Seit Mitte April versucht Potsdam, der Luftverschmutzung mit dem System aus 50 Messstellen und 30 computergesteuerten Ampeln zu begegnen. Die Verkehrssteuerung wurde vom Land mit 2,3 Millionen Euro gefördert. Auf mehreren Einfallstraßen wird der Verkehrsfluss dosiert, wenn die Schadstoffbelastung steigt: Die Pförtnerampeln zeigen dann länger rot, lassen keinen neuen Verkehr in die Stadt. Eine „Grüne Welle“ soll zudem den Verkehr abfließen lassen. Die Kommunen sind gesetzlich verpflichtet, etwas gegen die Schadstoffbelastung zu unternehmen, wenn regelmäßig Grenzwerte überschritten werden.

Beim krebserregenden Feinstaub zeigen sich in Potsdam Erfolge. Im vergangenen Jahr wurde der Grenzwert in der Zeppelinstraße an 55 Tagen überschritten – erlaubt sind 35 Überschreitungen pro Jahr. In diesem Jahr sind es an der gleichen Stelle bisher 16 Tage mit überhöhten Feinstaubwerten. Seit die Pförtnerampeln denVerkehr drosseln, ist nur ein Tag hinzugekommen. In der Großbeerenstraße wurde der Feinstaub-Grenzwert überhaupt nicht mehr überschritten.
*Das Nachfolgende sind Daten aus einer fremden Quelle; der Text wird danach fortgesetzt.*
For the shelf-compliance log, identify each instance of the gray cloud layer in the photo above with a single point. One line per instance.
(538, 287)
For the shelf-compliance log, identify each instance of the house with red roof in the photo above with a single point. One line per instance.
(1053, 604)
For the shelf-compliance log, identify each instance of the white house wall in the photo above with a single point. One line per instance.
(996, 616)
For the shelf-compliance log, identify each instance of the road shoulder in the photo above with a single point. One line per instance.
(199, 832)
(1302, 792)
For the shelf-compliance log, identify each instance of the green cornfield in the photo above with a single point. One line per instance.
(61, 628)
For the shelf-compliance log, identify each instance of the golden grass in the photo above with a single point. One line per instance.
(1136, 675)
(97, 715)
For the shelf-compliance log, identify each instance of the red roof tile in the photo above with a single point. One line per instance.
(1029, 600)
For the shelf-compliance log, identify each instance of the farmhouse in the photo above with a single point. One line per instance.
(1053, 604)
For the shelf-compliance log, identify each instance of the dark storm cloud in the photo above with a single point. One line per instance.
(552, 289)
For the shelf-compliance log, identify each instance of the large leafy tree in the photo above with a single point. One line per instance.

Anders sieht es jedoch beim Stickstoffdioxid aus. Zwar ist hier der Grenzwert für den Ein-Stunden-Mittelwert nur an zwei Tagen in diesem Jahr überschritten worden – damit ist die Messstelle in der Großbeerenstraße allerdings die einzige im ganzen Land Brandenburg, an der das passierte. Die Potsdamer Einfallstraßen sind dauerhaft mit Stickstoffdioxid belastet. Das geht aus den Monatsmittelwerten hervor: Diese liegen in der Zeppelin- und der Großbeerenstraße in acht von neun Monaten oberhalb von 40 Mikrogramm pro Kubikmeter. Damit ist schon jetzt absehbar, dass Potsdam wie in den vergangenen Jahren den zulässigen Jahresmittelwert überschreiten wird – und das trotz der Verkehrssteuerung.

Eine Erklärung der Stadt, warum die Grenzwerte weiterhin überschritten werden und was dagegen getan wird, war auf Anfrage bisher nicht zu erhalten. Mögliche Ursachen finden sich jedoch im statistischen Jahresbericht. Ende vergangenen Jahres waren in Potsdam mehr als 6000 Autos mehr zugelassen als im Jahr 2007. Das liegt nicht nur am Einwohnerzuwachs: In der Landeshauptstadt steigt die Zahl der Fahrzeuge pro 1000 Einwohner seit fünf Jahren an. Während es im benachbarten Berlin immer weniger Autos gibt, geben die Potsdamer mehr Gas. Hinzu kommen Einpendler aus dem Umland. Insgesamt sind in Potsdam mehr als 66 000 Pkw angemeldet. Davon sind fast 22 000 älter als zehn Jahre. Fast 20 000 weitere sind zwischen fünf und zehn Jahre alt.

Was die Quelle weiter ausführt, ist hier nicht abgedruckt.